Ten to twenty percent of the patients, who were resuscitated as a result of a persistent ventricular tachycardia or ventricular fibrillation outside of an acute myocardial infarction, die of sudden cardiac death already in the first year after this event. Anti-arrhythmic agents also do not decisively improve this unfavorable prognosis. There is no doubt that the implantable cardioverter/defibrillator (ICD) safely and reliably terminates ventricular tachycardias and ventricular fibrillation and has thus led to an improvement in the care of these high risk patients. Studies have shown that the ICD reduces the risk of sudden cardiac death to 1-2% per year. However, whether the reduction of sudden cardiac death is also accompanied by a reduction in overall mortality has not yet been substantiated.

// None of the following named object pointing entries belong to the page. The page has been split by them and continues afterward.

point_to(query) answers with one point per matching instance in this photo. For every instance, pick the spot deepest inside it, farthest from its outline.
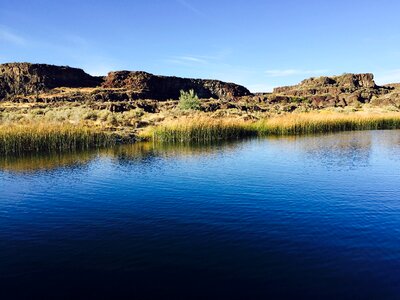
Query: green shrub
(189, 101)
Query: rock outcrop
(151, 86)
(27, 78)
(347, 89)
(18, 80)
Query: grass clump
(208, 129)
(189, 101)
(309, 123)
(201, 129)
(45, 137)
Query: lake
(314, 217)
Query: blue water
(314, 217)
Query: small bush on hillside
(189, 101)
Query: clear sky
(257, 43)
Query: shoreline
(43, 135)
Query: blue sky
(257, 43)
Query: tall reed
(208, 129)
(201, 129)
(45, 137)
(308, 123)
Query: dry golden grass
(48, 137)
(207, 128)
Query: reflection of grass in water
(44, 161)
(143, 150)
(210, 129)
(48, 137)
(137, 152)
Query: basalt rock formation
(347, 89)
(18, 81)
(27, 78)
(168, 87)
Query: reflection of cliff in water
(142, 153)
(340, 150)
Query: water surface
(294, 217)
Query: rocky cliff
(23, 79)
(168, 87)
(26, 78)
(347, 89)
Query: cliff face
(168, 87)
(23, 79)
(347, 89)
(26, 78)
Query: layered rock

It was, however, been assumed that especially patients with good left ventricular function, whose mortality risk is mainly sudden cardiac death, also profit from the overall prognosis of an ICD. The following presentation and discussion of the indication catalogue for the implantation of defibrillators is based on a guideline paper published by the study group "Interventional Electrophysiology" in the German Society for Cardiology. The statements clearly show how difficult it is to make long-term binding and valid recommendations due to insufficient scientific data and rapid technical development. Identifying patients who should be treated with an ICD requires complete noninvasive and invasive cardiological diagnostics and should ultimately be limited to cardiological centers which possess a large arsenal of diagnostic and therapeutic procedures.